I am running a Zeebe cluster with the following configuration:
3 brokers, each allocated 3GB of memory
6 partitions with a replication factor of 3
During a recent load test, I observed the following behavior regarding memory utilization:
Pre-test: Broker process memory usage was approximately 1.25GB per broker.
During the test: Memory usage gradually increased to around 2.84GB. Each workflow instance during the test took around 8 minutes to complete.
Post-test: After the test concluded, I left the system in an idle state (with no active workload) for 24 hours. However, I observed that the process memory did not decrease or reclaim itself.
Restart: After several hours of idle operation, one broker unexpectedly restarted. Post-restart, the memory usage stabilized at around 1.4GB.
Unfortunately, due to the restart of the Zeebe pod, I am unable to retrieve the logs from the previous pod instance to determine the exact cause of the restart.
My questions are:
Why didn’t the broker’s process memory decrease after the load test, even when the system was idle?
What could have triggered the broker restart after being idle for several hours?

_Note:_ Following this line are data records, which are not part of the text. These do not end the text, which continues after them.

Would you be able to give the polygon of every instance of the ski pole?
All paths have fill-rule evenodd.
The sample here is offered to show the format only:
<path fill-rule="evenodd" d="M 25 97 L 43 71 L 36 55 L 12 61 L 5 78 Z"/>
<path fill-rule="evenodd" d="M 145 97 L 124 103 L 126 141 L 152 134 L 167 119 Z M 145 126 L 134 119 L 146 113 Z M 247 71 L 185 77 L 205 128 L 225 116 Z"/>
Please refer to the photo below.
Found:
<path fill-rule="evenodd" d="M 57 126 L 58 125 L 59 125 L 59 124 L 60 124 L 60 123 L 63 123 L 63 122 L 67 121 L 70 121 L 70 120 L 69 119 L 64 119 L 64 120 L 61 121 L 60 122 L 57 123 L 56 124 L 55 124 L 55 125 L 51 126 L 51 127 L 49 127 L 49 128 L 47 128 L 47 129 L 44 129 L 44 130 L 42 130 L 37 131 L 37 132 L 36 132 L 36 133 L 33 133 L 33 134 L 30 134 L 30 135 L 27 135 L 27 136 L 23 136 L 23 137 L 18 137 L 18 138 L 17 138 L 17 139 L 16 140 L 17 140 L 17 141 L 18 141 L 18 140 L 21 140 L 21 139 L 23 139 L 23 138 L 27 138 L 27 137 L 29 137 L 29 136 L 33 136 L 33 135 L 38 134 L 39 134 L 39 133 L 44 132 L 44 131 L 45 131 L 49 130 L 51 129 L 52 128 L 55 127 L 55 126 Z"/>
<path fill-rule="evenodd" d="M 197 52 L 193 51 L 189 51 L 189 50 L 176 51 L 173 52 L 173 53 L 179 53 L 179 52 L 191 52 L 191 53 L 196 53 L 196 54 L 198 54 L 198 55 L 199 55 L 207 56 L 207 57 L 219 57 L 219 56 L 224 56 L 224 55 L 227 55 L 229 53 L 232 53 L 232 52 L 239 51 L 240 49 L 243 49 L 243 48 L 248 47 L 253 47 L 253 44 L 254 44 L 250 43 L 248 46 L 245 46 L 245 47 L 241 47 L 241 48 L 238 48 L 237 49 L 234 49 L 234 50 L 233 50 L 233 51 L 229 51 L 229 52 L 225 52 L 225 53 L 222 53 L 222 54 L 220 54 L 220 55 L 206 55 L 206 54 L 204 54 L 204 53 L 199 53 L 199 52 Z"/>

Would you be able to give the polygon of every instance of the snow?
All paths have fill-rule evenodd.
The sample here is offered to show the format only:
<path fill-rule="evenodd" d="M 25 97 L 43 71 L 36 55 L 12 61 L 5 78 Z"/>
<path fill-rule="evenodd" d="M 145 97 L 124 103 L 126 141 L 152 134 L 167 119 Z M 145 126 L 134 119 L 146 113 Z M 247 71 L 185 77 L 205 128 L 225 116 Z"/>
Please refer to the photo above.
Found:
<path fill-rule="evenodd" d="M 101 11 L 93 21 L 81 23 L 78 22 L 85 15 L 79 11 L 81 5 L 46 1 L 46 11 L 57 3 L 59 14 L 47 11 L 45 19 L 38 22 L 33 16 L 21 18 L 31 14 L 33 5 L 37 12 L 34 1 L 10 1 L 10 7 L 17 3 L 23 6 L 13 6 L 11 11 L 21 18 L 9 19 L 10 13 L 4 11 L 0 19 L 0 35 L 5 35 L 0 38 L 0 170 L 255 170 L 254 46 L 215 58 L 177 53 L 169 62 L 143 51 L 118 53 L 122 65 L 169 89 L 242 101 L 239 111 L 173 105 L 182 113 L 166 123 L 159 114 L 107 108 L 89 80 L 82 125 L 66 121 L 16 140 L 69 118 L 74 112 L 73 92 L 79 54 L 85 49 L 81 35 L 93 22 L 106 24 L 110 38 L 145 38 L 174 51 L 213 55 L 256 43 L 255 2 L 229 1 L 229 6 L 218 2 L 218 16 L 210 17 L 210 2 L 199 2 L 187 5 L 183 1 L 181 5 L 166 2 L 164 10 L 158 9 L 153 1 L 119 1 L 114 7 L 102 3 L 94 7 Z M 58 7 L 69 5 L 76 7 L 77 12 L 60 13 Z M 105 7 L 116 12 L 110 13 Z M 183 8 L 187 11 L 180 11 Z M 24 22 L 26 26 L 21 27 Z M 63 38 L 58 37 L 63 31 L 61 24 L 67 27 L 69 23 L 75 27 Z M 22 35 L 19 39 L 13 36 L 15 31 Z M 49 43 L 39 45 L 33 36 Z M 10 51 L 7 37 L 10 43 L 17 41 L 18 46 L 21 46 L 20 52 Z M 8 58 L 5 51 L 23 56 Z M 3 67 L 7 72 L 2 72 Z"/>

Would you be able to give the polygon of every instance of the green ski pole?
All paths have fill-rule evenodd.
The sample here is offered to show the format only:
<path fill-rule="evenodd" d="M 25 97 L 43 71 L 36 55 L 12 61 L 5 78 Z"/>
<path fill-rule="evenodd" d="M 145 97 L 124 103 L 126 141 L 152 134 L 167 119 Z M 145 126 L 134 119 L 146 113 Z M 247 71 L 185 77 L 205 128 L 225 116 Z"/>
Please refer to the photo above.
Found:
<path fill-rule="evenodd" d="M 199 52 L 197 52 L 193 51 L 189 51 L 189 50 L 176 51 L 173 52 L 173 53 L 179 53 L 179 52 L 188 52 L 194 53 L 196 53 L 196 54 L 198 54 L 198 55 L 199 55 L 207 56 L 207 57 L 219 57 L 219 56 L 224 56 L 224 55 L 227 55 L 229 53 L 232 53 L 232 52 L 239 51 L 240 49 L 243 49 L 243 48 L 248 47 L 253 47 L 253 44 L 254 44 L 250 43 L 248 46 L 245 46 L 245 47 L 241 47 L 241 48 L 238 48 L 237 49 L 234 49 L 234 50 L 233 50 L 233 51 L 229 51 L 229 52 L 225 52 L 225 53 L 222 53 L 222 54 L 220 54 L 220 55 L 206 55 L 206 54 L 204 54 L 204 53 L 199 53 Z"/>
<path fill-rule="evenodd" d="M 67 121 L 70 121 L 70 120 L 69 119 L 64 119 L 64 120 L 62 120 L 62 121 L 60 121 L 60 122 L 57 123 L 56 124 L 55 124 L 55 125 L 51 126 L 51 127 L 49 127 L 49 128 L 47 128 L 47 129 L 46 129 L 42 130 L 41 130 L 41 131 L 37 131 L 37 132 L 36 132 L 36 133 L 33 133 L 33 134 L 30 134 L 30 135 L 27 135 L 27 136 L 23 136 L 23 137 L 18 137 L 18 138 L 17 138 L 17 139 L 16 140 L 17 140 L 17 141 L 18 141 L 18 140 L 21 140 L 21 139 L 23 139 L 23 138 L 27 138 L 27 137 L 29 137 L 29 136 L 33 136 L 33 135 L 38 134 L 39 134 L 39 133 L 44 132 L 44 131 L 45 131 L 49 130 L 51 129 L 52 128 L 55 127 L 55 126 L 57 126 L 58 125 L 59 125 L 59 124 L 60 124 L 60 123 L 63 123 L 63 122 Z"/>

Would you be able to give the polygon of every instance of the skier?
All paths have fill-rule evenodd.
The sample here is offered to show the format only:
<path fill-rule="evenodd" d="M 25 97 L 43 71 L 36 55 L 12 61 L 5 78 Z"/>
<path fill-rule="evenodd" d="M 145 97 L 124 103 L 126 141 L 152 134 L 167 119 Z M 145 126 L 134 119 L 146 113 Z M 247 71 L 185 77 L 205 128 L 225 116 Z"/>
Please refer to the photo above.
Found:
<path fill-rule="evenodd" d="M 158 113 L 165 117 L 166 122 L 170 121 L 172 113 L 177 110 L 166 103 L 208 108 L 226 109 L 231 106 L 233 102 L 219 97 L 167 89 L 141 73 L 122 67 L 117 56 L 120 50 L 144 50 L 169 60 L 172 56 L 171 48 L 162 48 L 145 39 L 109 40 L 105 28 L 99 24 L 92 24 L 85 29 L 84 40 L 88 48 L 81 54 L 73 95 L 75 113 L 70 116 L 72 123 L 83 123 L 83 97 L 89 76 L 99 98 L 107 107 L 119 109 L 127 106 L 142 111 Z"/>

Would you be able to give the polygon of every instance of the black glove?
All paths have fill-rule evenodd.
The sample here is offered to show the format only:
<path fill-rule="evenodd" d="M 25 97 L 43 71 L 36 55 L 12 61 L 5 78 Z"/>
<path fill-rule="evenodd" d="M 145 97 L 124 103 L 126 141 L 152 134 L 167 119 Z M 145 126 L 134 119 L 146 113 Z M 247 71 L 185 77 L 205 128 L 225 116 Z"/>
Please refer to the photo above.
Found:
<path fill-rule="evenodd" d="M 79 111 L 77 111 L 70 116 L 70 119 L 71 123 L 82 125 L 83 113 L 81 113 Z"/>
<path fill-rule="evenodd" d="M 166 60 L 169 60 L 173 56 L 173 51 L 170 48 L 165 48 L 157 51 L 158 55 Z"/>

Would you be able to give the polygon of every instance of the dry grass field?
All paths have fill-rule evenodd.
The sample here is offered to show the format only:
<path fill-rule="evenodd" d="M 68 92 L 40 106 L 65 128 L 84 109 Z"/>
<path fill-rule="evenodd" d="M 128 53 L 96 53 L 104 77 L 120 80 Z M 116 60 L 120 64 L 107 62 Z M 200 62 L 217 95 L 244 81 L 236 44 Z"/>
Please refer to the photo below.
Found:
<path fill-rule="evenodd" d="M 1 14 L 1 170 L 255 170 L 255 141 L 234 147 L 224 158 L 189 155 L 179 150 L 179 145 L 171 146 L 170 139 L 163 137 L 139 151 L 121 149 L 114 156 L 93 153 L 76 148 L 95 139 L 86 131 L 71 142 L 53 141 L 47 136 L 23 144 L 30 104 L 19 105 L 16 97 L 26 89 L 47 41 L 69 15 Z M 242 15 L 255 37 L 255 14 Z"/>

Given that I lost access to the previous pod logs due to the restart, is there a recommended approach to capture and persist logs for future troubleshooting?
I have updated the Zeebe broker configuration as suggested, setting ZEEBE_BROKER_DATA_ROCKSDB_COLUMNFAMILYOPTIONS_WRITE_BUFFER_SIZE to 8MB and ZEEBE_BROKER_DATA_ROCKSDB_COLUMNFAMILYOPTIONS_MAX_WRITE_BUFFER_SIZE_TO_MAINTAIN to 8MB.
I ran the same load test, which completed on the 13th of October. After the run, I left the system idle with no load. However, after two days, Zeebe broker1 restarted again. I have attached the process memory usage from Grafana for further analysis.